Busschers & Knibbeler

Annemarie Busschers (1970, Academie Minerva Groningen) In de portretten van Annemarie Busschers zijn linker en rechter gezichtshelft, net als in de realiteit, zelden gelijk aan elkaar. Ze is van mening dat juist deze realiteit van het imperfecte een gezicht uniek maakt: persoonlijker en dus interessanter. Dit portret van een patiënt voor gezichtsreconstructie, toont diens door het leven verkregen uiterlijk, en laat de extreme verschillen zien in de beide gezichtshelften. Gedurende de afgelopen 100 jaar heeft de plastische chirurgie een enorme ontwikkeling doorgemaakt. Specialisering, en multidisciplinaire samenwerking, maken het mogelijk om grote (gezichts-) reconstructies bij verminkte patiënten toe te passen. Oorlogsslachtoffers en kankerpatiënten brengen in de loop van de 20e eeuw een schat aan ervaringen op het gebied van de reconstructieve chirurgie. Uitgebreide verwondingen, verminkingen en gezwellen kunnen tot op zekere hoogte door middel van chirurgische ingrepen gecorrigeerd worden. Daarmee streeft men, naast een herstel van functie, ook naar een onopvallend gezicht, zodat de patiënt na behandeling weer de ‘gewenste, normale’ rol in de maatschappij kan vervullen.

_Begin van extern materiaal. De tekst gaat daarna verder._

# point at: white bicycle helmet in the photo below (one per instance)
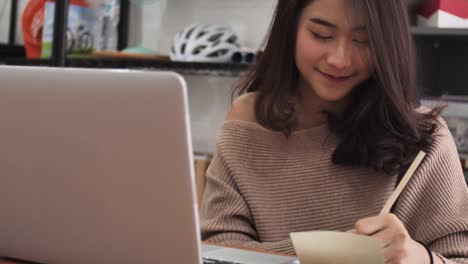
(204, 43)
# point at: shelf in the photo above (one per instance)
(443, 32)
(184, 68)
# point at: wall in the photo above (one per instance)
(154, 26)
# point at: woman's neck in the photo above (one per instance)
(312, 111)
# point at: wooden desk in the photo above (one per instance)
(206, 243)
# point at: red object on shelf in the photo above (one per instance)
(443, 13)
(32, 22)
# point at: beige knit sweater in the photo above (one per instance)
(262, 186)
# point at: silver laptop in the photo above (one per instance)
(96, 167)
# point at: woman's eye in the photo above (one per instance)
(361, 41)
(321, 37)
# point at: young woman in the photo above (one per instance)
(326, 124)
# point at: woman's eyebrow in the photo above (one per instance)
(323, 22)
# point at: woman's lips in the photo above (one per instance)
(335, 78)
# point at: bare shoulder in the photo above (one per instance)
(243, 108)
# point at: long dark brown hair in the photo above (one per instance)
(381, 128)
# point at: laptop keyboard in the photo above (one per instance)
(215, 261)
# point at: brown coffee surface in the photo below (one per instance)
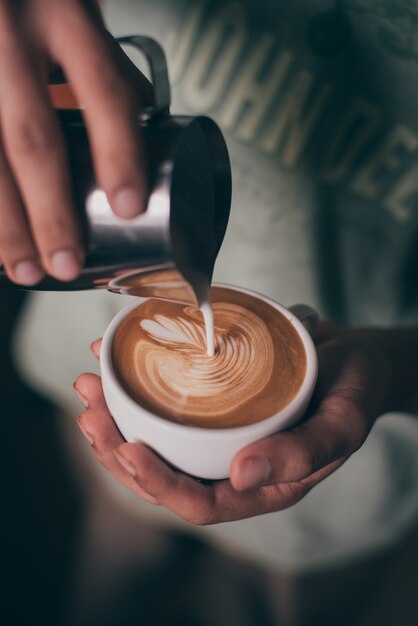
(159, 357)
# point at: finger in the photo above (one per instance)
(36, 154)
(200, 503)
(178, 492)
(101, 432)
(18, 252)
(110, 109)
(292, 456)
(90, 391)
(95, 348)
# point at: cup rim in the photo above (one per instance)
(263, 426)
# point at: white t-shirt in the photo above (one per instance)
(317, 100)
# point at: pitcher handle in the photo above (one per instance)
(157, 62)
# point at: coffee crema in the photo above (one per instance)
(159, 357)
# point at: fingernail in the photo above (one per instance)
(81, 396)
(253, 473)
(66, 265)
(28, 272)
(127, 465)
(86, 433)
(127, 203)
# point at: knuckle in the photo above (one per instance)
(202, 516)
(54, 231)
(13, 243)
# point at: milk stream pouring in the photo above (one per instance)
(168, 252)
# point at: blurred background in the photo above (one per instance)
(81, 550)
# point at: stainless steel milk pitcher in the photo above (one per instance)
(179, 236)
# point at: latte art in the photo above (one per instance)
(171, 358)
(160, 358)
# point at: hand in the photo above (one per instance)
(271, 474)
(39, 231)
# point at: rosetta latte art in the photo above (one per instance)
(171, 359)
(160, 356)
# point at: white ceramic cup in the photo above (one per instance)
(203, 452)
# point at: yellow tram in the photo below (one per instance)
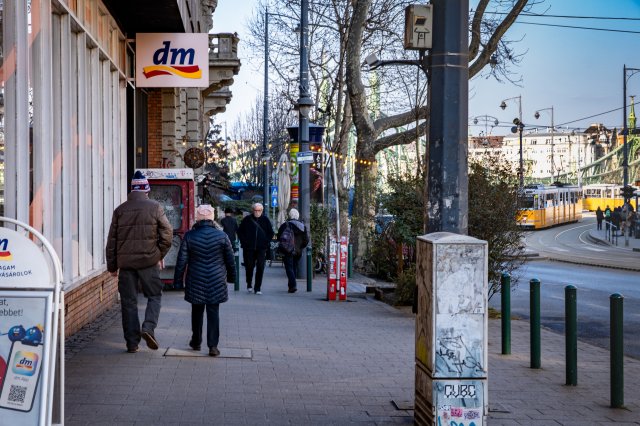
(603, 195)
(546, 206)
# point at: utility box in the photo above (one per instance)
(451, 330)
(418, 27)
(174, 189)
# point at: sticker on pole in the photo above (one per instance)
(305, 157)
(22, 263)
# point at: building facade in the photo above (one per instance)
(74, 126)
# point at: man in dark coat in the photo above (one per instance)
(599, 217)
(255, 233)
(207, 256)
(139, 238)
(230, 225)
(301, 240)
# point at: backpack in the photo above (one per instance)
(287, 243)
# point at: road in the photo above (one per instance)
(570, 243)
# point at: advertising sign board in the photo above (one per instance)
(172, 60)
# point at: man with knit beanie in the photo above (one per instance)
(139, 238)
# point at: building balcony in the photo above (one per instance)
(223, 65)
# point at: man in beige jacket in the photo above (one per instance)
(139, 238)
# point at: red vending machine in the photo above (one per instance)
(175, 190)
(342, 285)
(332, 276)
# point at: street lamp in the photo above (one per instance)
(625, 131)
(305, 104)
(519, 128)
(486, 119)
(537, 115)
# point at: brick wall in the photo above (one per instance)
(154, 128)
(85, 303)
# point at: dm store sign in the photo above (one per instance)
(22, 263)
(172, 60)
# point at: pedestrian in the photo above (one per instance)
(230, 225)
(292, 238)
(206, 255)
(599, 218)
(139, 238)
(255, 234)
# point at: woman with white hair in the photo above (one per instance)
(206, 255)
(292, 238)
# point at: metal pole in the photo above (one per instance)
(265, 118)
(553, 165)
(447, 181)
(571, 335)
(534, 306)
(617, 354)
(520, 126)
(625, 171)
(505, 306)
(304, 104)
(236, 283)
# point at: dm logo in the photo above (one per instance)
(168, 61)
(4, 253)
(26, 363)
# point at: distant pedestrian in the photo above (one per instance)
(599, 218)
(230, 225)
(292, 250)
(206, 255)
(255, 234)
(139, 238)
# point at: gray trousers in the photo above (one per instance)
(149, 279)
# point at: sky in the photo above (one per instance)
(578, 72)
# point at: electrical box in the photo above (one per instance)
(418, 27)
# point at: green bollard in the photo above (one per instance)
(505, 306)
(617, 353)
(236, 283)
(571, 334)
(534, 306)
(309, 270)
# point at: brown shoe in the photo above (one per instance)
(152, 343)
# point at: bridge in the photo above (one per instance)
(607, 169)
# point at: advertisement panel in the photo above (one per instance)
(172, 60)
(24, 350)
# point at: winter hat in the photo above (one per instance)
(139, 183)
(204, 212)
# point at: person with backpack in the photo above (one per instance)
(255, 234)
(292, 238)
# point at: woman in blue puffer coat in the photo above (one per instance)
(206, 255)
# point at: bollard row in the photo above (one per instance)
(571, 334)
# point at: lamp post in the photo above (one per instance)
(304, 109)
(486, 119)
(537, 115)
(265, 118)
(519, 128)
(625, 162)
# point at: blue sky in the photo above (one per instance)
(578, 72)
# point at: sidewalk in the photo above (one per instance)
(296, 359)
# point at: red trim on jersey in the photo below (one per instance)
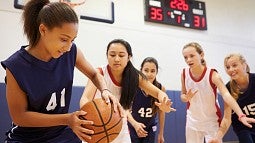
(111, 76)
(200, 78)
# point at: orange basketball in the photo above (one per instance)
(107, 123)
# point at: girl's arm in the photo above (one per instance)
(186, 95)
(98, 80)
(224, 126)
(18, 108)
(230, 100)
(161, 115)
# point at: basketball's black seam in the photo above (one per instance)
(107, 129)
(102, 121)
(104, 137)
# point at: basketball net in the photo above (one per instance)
(73, 3)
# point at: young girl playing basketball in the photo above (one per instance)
(142, 118)
(241, 86)
(123, 80)
(39, 77)
(199, 90)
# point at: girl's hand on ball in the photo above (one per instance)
(76, 122)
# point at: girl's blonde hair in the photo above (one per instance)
(234, 89)
(198, 48)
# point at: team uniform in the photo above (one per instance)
(142, 112)
(115, 88)
(246, 101)
(48, 87)
(203, 111)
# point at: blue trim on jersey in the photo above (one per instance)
(48, 86)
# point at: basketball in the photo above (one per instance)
(107, 123)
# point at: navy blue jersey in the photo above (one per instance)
(142, 112)
(48, 87)
(142, 109)
(246, 101)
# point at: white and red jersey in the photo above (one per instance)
(203, 109)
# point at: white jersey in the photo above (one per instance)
(115, 88)
(203, 109)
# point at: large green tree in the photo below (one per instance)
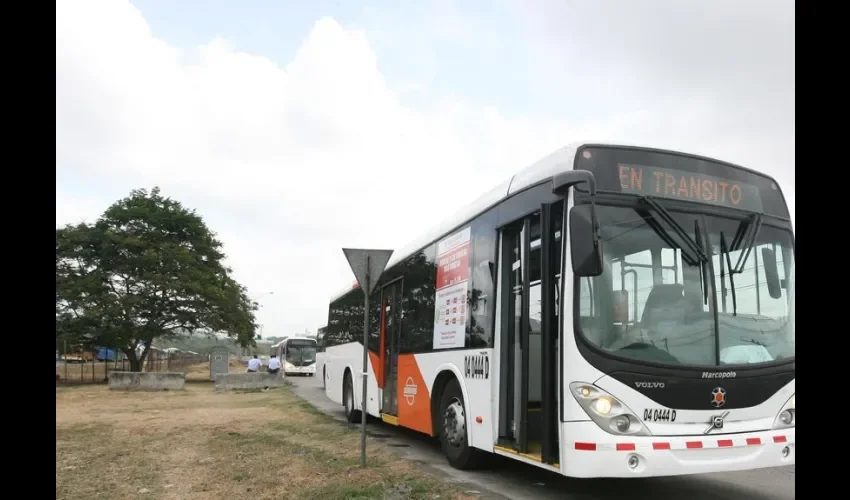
(147, 269)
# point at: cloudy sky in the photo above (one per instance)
(297, 128)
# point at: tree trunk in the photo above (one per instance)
(135, 363)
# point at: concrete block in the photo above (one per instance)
(248, 381)
(147, 381)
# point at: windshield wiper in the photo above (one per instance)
(665, 216)
(745, 237)
(703, 266)
(724, 250)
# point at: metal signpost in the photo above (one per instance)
(367, 266)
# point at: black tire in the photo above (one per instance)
(351, 415)
(453, 434)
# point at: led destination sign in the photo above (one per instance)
(688, 186)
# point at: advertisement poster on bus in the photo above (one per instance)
(451, 290)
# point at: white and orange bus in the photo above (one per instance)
(610, 311)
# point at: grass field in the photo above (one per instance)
(198, 444)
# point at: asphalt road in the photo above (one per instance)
(517, 481)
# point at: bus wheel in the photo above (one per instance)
(352, 415)
(453, 431)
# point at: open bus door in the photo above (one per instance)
(528, 404)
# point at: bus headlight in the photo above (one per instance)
(608, 412)
(787, 416)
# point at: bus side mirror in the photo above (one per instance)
(771, 273)
(585, 243)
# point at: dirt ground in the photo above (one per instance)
(198, 444)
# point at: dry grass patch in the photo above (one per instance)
(197, 444)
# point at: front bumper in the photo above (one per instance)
(650, 456)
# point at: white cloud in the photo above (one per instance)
(290, 163)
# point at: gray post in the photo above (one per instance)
(363, 413)
(367, 265)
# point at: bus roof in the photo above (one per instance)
(561, 160)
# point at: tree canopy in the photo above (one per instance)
(147, 269)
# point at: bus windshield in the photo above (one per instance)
(656, 302)
(301, 353)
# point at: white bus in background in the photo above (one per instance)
(665, 347)
(297, 355)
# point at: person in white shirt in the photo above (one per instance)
(274, 364)
(254, 364)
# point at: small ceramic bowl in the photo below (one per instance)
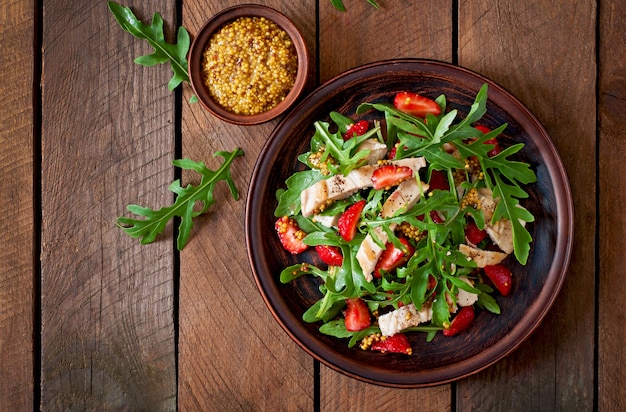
(535, 285)
(201, 42)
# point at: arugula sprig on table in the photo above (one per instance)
(338, 4)
(154, 221)
(164, 52)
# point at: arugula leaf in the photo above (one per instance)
(338, 4)
(346, 153)
(186, 197)
(289, 199)
(175, 54)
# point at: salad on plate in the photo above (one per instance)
(412, 217)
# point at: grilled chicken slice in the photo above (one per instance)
(316, 197)
(402, 318)
(482, 257)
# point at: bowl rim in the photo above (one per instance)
(554, 279)
(213, 25)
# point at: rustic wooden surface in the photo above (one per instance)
(92, 320)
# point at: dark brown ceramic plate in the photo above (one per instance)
(212, 26)
(492, 337)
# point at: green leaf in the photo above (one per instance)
(346, 153)
(175, 54)
(338, 4)
(289, 199)
(154, 221)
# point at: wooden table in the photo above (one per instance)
(92, 320)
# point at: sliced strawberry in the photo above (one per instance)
(393, 257)
(357, 315)
(390, 175)
(331, 255)
(436, 217)
(356, 129)
(416, 104)
(482, 129)
(501, 278)
(290, 235)
(397, 343)
(496, 147)
(349, 220)
(461, 322)
(438, 181)
(473, 234)
(432, 282)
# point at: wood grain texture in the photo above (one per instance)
(612, 225)
(341, 393)
(554, 369)
(232, 354)
(17, 203)
(107, 129)
(346, 40)
(363, 34)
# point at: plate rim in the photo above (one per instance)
(520, 332)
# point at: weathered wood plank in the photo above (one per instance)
(541, 51)
(612, 225)
(107, 131)
(232, 352)
(363, 34)
(358, 36)
(17, 247)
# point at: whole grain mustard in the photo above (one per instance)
(249, 65)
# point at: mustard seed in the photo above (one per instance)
(250, 65)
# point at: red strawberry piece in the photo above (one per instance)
(438, 181)
(461, 322)
(397, 343)
(473, 234)
(390, 175)
(496, 147)
(356, 129)
(331, 255)
(432, 282)
(501, 278)
(482, 129)
(357, 315)
(290, 235)
(416, 104)
(393, 257)
(349, 220)
(436, 217)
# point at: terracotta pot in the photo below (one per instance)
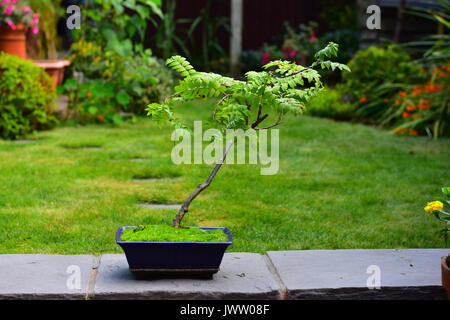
(13, 41)
(446, 274)
(54, 68)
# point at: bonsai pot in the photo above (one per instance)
(446, 274)
(13, 41)
(54, 68)
(174, 258)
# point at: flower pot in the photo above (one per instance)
(174, 258)
(13, 41)
(446, 274)
(54, 68)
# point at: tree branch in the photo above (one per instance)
(218, 104)
(185, 207)
(274, 125)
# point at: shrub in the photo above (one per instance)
(423, 108)
(26, 98)
(113, 83)
(374, 71)
(153, 88)
(329, 104)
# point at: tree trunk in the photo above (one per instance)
(237, 12)
(185, 207)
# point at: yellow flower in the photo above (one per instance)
(434, 206)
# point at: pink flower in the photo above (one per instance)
(12, 25)
(266, 58)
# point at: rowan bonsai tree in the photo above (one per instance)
(283, 87)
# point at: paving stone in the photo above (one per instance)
(343, 274)
(44, 276)
(242, 276)
(25, 141)
(160, 206)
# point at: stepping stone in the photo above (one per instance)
(35, 276)
(344, 274)
(241, 276)
(24, 141)
(160, 206)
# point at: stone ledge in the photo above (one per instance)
(43, 276)
(242, 276)
(343, 274)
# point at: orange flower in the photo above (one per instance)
(417, 91)
(424, 105)
(400, 130)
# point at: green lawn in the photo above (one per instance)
(340, 185)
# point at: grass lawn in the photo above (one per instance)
(340, 185)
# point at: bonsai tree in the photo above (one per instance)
(283, 87)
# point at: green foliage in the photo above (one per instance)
(284, 87)
(170, 38)
(129, 83)
(329, 104)
(374, 78)
(425, 107)
(26, 98)
(114, 30)
(164, 233)
(375, 66)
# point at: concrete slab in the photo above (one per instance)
(344, 274)
(44, 276)
(242, 276)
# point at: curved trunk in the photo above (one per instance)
(185, 207)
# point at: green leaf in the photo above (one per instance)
(123, 98)
(117, 119)
(92, 110)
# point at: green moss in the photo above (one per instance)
(164, 233)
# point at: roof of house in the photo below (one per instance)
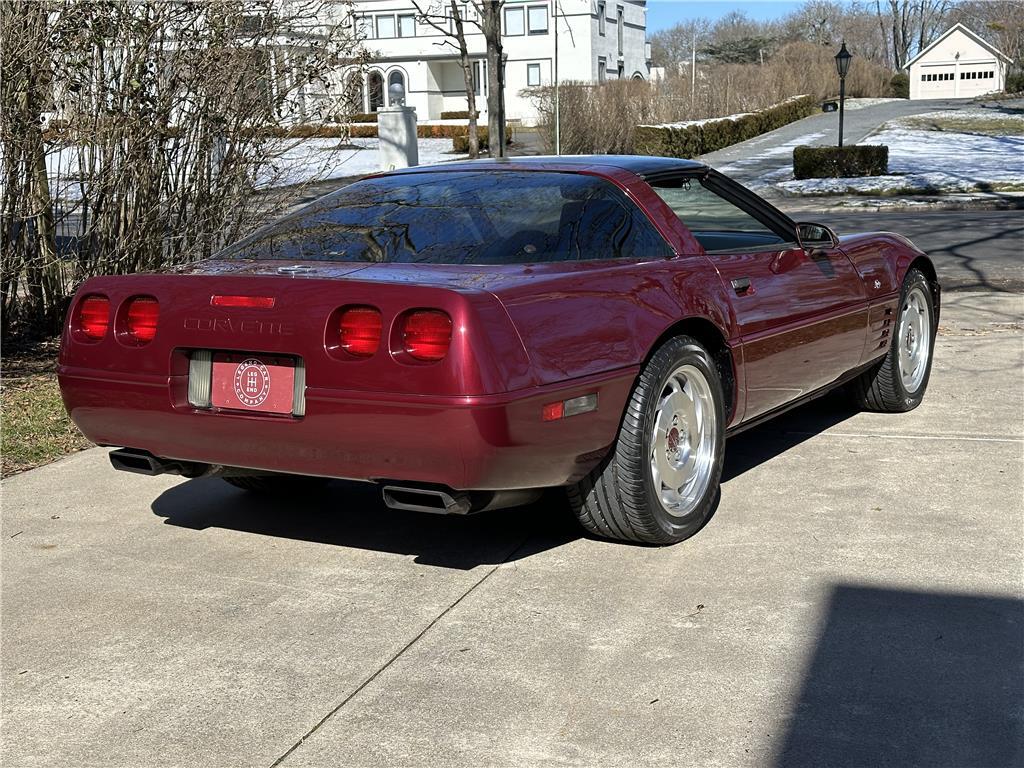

Gaandeweg heeft de reconstructieve chirurgie zich ook ingezet voor een vorm van wensgeneeskunde: borstvergroting, liposuctie en dergelijke worden tegenwoordig ingezet om het gewenste, cultuurbepaalde, uiterlijk te verkrijgen. Het is normaal om te snijden in borsten en billen en het wordt steeds abnormaler om je ‘imperfecties’ te laten zien. Men kan zich dus afvragen, wàt is nog normaal. De huidige maatschappelijke wenselijkheid is er een van perfectie en symmetrie. De maatschappelijke werkelijkheid echter, toont het imperfecte, de zwakte en het resultaat van de worsteling jezelf te mogen zijn.

Miriam Knibbeler (1981, ABK Minerva Groningen) Het materiaal dat ik gebruik, ‘was’, heeft veel tegenstellingen in zich. Fysieke tegenstellingen: het kan hard en koud zijn maar ook warm en zacht. En inhoudelijke tegenstellingen: het kan heel goed huid imiteren en beelden kunnen daardoor erg levensecht lijken. Naast deze associatie met het leven, heeft het ook sterke associaties met de dood, met ziekte en met het vergaan van vlees, met zachtheid en sterfelijkheid. Door de onbeweeglijkheid van een sculptuur imiteert het vlees wat niet langer meer in leven is. Ik maak mensachtige en dierachtige figuren. Voor mij zit daar niet zoveel verschil tussen, de dieren zijn vrij menselijk en de mensen vrij dierlijk. Ondanks de grote mate van mimesis speel ik met schaal en verhoudingen. De beelden zijn heel herkenbaar en toch is er iets vreemds aan. Voor mij is de fysieke aanwezigheid van een werk heel belangrijk. Tegelijkertijd wordt deze ontkend door de transparantie van het materiaal. Het immateriële, het geestelijke is daardoor ook aanwezig. De wezens lijken uit een andere wereld te komen, een oude wereld van herinneringen, dromen en mythes.